Grains, Greens, and Grated Coconuts by Ammini Ramachandran


An Excerpt from Grains, Greens, and Grated Coconuts: Recipes and Remembrances of a Vegetarian Legacy

By Ammini Ramachandran

Chapter One Our History and Heritage

Along the coastline of tropical southwestern India, where the Indian Ocean and the Arabian Sea converge, set among picturesque lagoons and backwaters and separated from the rest of the Indian subcontinent by the rugged Sahyadri mountain range (also called the Western Ghats), lies a land of spectacular beauty and proud heritage: Kerala, the land of coconut palms and spices.

The story of our spices is an ever-changing history of lands discovered or destroyed, favors sought or offered, treaties signed or broken, wars won or lost, and kingdoms built or brought down. Ever since ancient times, the monsoon-soaked rain forests of Kerala, home to several spices: including the world's most widely used spice, black pepper (piper nigrum) were a prime destination for many explorers. The abundant black pepper attracted Arabs, Greeks, Romans, Portuguese, Dutch, and British from the west and Southeast Asians and Chinese from the east.
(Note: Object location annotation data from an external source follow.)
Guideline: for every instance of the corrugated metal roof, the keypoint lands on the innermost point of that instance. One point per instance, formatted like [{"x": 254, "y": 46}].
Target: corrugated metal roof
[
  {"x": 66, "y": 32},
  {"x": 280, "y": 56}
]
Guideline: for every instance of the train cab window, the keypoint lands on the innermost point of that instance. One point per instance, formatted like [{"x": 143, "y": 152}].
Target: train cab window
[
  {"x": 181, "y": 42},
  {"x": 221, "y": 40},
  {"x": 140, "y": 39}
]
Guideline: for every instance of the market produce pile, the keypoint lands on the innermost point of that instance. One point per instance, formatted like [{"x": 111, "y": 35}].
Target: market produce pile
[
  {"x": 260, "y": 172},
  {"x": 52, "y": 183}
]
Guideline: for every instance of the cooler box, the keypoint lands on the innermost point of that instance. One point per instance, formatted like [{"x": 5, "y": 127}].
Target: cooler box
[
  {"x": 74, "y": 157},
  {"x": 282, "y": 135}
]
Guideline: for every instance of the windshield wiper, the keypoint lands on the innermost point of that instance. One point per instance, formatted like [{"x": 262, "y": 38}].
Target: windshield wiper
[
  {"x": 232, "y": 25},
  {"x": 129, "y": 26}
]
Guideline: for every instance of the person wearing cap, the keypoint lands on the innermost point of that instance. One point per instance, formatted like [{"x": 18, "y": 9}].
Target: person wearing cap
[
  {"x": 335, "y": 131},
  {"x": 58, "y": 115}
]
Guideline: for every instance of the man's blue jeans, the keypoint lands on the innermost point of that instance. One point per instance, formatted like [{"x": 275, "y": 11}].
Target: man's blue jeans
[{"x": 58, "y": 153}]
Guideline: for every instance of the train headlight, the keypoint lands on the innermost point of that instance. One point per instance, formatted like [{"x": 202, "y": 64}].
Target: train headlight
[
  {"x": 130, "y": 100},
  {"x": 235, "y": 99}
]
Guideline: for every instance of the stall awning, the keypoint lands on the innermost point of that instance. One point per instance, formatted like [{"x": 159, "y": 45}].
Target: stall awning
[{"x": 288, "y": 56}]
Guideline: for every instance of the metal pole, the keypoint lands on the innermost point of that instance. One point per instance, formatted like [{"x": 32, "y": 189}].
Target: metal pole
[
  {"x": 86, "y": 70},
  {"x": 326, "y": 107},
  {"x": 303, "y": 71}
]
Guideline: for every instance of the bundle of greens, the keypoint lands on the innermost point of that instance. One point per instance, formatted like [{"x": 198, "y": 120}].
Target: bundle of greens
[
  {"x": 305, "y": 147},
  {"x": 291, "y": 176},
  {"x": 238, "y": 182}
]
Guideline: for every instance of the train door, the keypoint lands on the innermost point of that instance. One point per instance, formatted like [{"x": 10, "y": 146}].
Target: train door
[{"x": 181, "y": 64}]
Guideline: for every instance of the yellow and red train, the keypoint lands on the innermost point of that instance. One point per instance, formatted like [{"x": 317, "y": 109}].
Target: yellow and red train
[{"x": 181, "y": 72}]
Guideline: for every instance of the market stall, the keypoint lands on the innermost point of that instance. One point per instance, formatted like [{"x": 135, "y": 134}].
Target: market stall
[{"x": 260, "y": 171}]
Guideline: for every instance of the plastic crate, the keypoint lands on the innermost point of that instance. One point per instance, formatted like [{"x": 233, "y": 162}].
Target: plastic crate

The spice trade not only brought prosperity to our region, but it also left an indelible imprint on Kerala's culture and cuisine. From the pre-Christian era onward, trade between the kingdoms of south India and ancient Israel and Arabia resulted in the formation of the earliest Jewish, Christian, and Muslim communities of Kerala. When foreign traders arrived at the port of Muziris, near the capital of the Chera kings (ancient rulers of Kerala), the reigning kings treated them with respect, extending facilities for their settlement and the establishment of their faiths in the land. Foreign traders brought with them numerous new plants and trees, which thrived in our tropical weather. Several fruits, nuts, spices, and vegetables we associate today with Kerala cuisine were unknown in ancient times. All these were slowly but surely integrated into our cuisine.

Arab Trade

Despite the fame of overland trade along the Silk Road, much of the significant trade between Europe and Asia was carried out in specific sailing seasons along the Indian Ocean. The Arabian Peninsula was home to Arabs, Hebrews, Ethiopians, and Syrians. These pre-Islamic tribes of central Asia, along with Indian and Southeast Asian merchants, were active traders and intermediaries in early Indian Ocean trade. The port of Muziris became one of the main trans-shipment ports for goods from the east. Spice traders took native spices and other commodities that had arrived at the port across the great expanse of the Indian Ocean to Africa and Arabia, and from there, to points farther west.